To show the people that they are people themselves, even though they are so different from them in other ways,
" his mother had once told him.

"I do not know how it works," the Ber girl said. "My master might. Or he might not; I have to ask him. I might tell you his answer if we ever meet again. Or I might not." She stared at the distance again, one of her hands on the wolf's head, fading sunlight and rising moonlight dancing on her, shifting the outlines of her figure. She was truly beautiful, but in the snow and pale light her beauty was in some way skewed—as if this were not her place, as if her beauty did not know how exactly to manifest itself. Strange.

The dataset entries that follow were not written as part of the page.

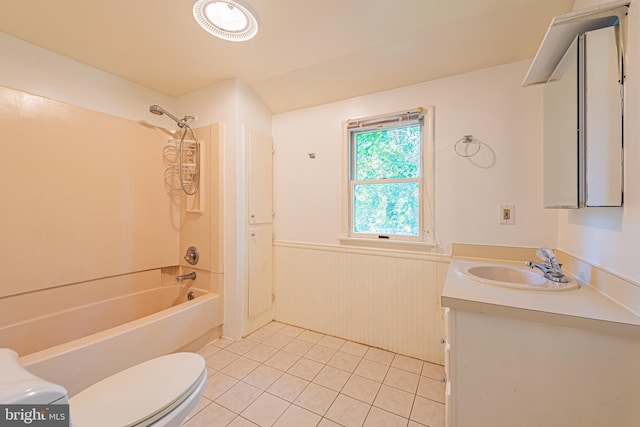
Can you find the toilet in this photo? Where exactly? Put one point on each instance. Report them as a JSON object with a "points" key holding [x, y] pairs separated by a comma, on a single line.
{"points": [[160, 392]]}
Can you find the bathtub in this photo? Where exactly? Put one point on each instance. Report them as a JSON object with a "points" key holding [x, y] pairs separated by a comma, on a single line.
{"points": [[82, 344]]}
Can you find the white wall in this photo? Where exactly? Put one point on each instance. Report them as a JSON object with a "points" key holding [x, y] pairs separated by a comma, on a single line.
{"points": [[38, 71], [489, 104], [31, 69], [234, 104], [610, 237]]}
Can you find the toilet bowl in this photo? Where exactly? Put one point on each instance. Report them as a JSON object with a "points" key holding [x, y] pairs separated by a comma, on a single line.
{"points": [[160, 392]]}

"You know," she looked at them again. "I like you two, with your precise, detailed, tinkering Science, with your misguided belief that you can learn what is important about the world in this way. But, you know,
how
something works doesn't matter. What matters is that something does work, or that it doesn't, or what the consequences of that are to the world. I don't know how fire works, but I can make it, feel it, and control it. What can
you
do?"

Rianor saw Linden's eyes narrow, felt her fastened heartbeat, matching his. So
these
were the people who ruled the world! The people whom he had hated and accused of many things throughout the years—but never of ignorance.

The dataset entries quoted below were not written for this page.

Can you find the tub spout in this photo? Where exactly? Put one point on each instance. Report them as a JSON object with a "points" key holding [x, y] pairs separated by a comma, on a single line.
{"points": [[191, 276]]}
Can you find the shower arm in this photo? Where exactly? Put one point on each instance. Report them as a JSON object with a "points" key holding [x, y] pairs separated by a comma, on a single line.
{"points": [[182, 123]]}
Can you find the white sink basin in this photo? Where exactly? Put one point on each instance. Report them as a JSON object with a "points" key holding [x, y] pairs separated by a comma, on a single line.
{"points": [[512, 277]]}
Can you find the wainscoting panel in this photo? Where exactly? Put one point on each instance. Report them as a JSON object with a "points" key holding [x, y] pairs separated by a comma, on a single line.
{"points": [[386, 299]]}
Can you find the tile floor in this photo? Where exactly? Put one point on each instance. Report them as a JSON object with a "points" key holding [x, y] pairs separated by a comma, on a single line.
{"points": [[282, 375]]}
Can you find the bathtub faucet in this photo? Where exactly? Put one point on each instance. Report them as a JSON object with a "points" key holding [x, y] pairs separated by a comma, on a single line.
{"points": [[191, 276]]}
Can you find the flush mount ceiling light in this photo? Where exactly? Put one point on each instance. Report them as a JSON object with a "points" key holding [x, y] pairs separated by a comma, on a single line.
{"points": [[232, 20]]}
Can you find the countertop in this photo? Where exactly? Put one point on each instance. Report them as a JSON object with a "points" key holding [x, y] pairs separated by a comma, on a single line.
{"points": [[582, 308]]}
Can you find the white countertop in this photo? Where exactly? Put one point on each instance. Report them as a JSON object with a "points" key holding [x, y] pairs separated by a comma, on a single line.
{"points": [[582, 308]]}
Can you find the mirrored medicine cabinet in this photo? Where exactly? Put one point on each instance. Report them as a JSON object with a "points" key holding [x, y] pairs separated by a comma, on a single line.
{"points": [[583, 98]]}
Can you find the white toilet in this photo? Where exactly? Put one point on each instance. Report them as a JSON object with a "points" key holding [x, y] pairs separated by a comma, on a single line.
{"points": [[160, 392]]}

He had believed the Bers all-powerful once. He had blamed them for his parents' deaths because he thought they were withholding information, that if all healers—if all people—were taught what Commanders were taught, perhaps someone would have known how to save the Qynnsent lord and lady. Later, Rianor had blamed the Bers for hiding Magic and ridiculing Science. But he had always assumed that they had enough knowledge themselves.

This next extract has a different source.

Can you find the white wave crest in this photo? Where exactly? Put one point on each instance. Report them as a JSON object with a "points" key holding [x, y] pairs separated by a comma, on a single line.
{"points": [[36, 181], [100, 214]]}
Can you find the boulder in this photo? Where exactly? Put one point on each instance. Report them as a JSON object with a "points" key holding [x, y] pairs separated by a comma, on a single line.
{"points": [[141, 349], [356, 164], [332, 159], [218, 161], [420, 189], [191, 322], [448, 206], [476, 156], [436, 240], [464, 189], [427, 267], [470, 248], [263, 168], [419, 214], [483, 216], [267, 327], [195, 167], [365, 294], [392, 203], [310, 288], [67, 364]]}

Linden raised her chin, her eyes glowing amber. "Didn't we just show you what we can do? If you don't know, ask Dreadful! We can show you more if you wish!"

She waved her good arm, then pointed at the other one. "I can show you this, too—the result of either Ber malice or Ber lack of knowledge of fire!" The snow was melting on her cheeks, and unlike the Ber she did not look skewed or as if she did not fit in—the opposite, she fit in right here with Rianor, amongst the snow, trees, the hill and the distant river. Beautiful the Ber might be, but Linden was more beautiful than her. She was more beautiful than anyone.

She was also risking her life, and perhaps that was the most important reason that made Rianor's voice calm.

"What my lady and I can do should not concern you, lady Merlevine."

For some reason the Ber girl lowered her gaze, then looked at him with her eyes both hard and shiny.